A caressing hand on her shoulder now, ice-blue gazing again into emerald green, as he hands her a bottle of Gatorade. “You’re sure you’re alright, miss…?”
“Winstead. Tricia Winstead.” Coquettish blinks, a toss of her cropped hair, in spite of herself. The life-web vibrates between them, almost audible, reality’s sub-woofer.
He offers a poet-hand in greeting, and she takes it, demure and sleazy all at once. “My name’s Jason Crane. It’s a pleasure to meet you, Miss Winstead.”
Fingertips brush against her palm as he pulls his hand away. The life-web quivers. Somewhere, far away in the back of her mind, she can almost hear a buzzing trill.
“Pleasure’s all mine, Mr. Crane. I must say, that’s an awful lot of potting soil.”

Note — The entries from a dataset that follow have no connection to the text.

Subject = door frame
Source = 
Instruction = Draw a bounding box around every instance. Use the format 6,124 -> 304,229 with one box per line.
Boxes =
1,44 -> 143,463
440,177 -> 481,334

“Well, I have a lot of work ahead of me. It’s for my night garden.”
“Night garden?”
“I cultivate night-blooming plants. Lots of them.”
“Well, let me help you.”
“Thank you, darling. And please, call me Jason.”
She helps him load the soil, savors the rhythm they create together, working silently, sweatily, psychic foreplay, life-web thrumming. She could swear he feels it, too.

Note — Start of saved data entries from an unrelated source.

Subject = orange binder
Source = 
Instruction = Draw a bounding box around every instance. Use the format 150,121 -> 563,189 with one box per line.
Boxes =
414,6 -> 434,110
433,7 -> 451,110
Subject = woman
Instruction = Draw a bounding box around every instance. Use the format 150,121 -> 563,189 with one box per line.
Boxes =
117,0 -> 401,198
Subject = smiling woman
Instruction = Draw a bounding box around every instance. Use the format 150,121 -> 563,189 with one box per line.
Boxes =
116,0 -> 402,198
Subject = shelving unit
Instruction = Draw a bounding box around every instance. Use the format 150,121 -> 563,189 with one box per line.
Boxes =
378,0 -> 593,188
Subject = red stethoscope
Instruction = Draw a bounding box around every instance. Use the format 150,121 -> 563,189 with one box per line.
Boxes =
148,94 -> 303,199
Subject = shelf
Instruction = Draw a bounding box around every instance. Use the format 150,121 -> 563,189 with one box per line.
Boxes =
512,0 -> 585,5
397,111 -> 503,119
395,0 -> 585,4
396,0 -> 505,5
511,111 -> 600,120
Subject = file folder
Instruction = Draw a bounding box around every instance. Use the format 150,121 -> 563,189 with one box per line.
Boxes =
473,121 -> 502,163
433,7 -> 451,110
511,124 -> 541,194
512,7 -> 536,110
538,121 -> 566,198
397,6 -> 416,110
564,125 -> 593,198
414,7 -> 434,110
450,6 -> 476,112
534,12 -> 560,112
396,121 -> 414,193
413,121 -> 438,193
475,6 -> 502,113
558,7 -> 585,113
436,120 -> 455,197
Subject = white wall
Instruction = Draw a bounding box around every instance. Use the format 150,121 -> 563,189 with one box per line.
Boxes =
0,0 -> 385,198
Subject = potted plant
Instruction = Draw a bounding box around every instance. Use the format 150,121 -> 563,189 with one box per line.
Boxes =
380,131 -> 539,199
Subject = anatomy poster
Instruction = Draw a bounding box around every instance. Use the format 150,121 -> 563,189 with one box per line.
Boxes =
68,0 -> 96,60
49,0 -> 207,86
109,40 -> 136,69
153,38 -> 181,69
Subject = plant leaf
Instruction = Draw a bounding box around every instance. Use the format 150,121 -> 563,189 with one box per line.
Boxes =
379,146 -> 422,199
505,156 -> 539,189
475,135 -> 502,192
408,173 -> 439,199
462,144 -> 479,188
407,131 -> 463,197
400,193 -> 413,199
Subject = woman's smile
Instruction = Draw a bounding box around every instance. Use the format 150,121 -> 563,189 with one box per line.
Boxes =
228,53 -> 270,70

When they’re done, there’s another soft, slightly-dirty hand on her shoulder, his other taking both of hers by the fingertips, ice-blues meeting emerald greens once more.
“I’m much obliged for the help, Tricia. May I call you Tricia? Without you, it’d have taken me twice as long to load.”
“Just doing my job, Jason.”
He nods, knowing a polite, seductive lie when he hears it. “I’m in your debt. Maybe you could suggest a nice place for me to buy you dinner. Just to square our accounts.”
She giggles, even though it’s not that funny.
“I wish I could, but I’m pretty new around here.” Shit, it’s happening again. She doesn’t even want to stop anymore. “Maybe you have a place in mind?”
“Sadly, I’m new, too. I guess I’ll just have to be a little bold. My place, tomorrow night? I’m a positively wicked chef.”
Pure, calming confidence, no taste of danger, no klaxons in the life-web, just the right dash of mystery. She realizes she needs this, needs to move on.
“Where did you say you live?”
“The Creed House, in the hills north of town. Somehow, I recently inherited it.”
And she finds herself nodding, nostrils flaring, taking in his earthy man-scent, dominant above the moist aroma of potting soil and the sour stink of parking-lot fumes.
“You know how to find it? Great! Come by around six o’clock, and I’ll give you the full tour.”
A squeeze of the hands, another lingering ice-blue gaze, and he’s off without a word, gravel popping beneath Land Rover wheels, leaving her, at last, to swoon.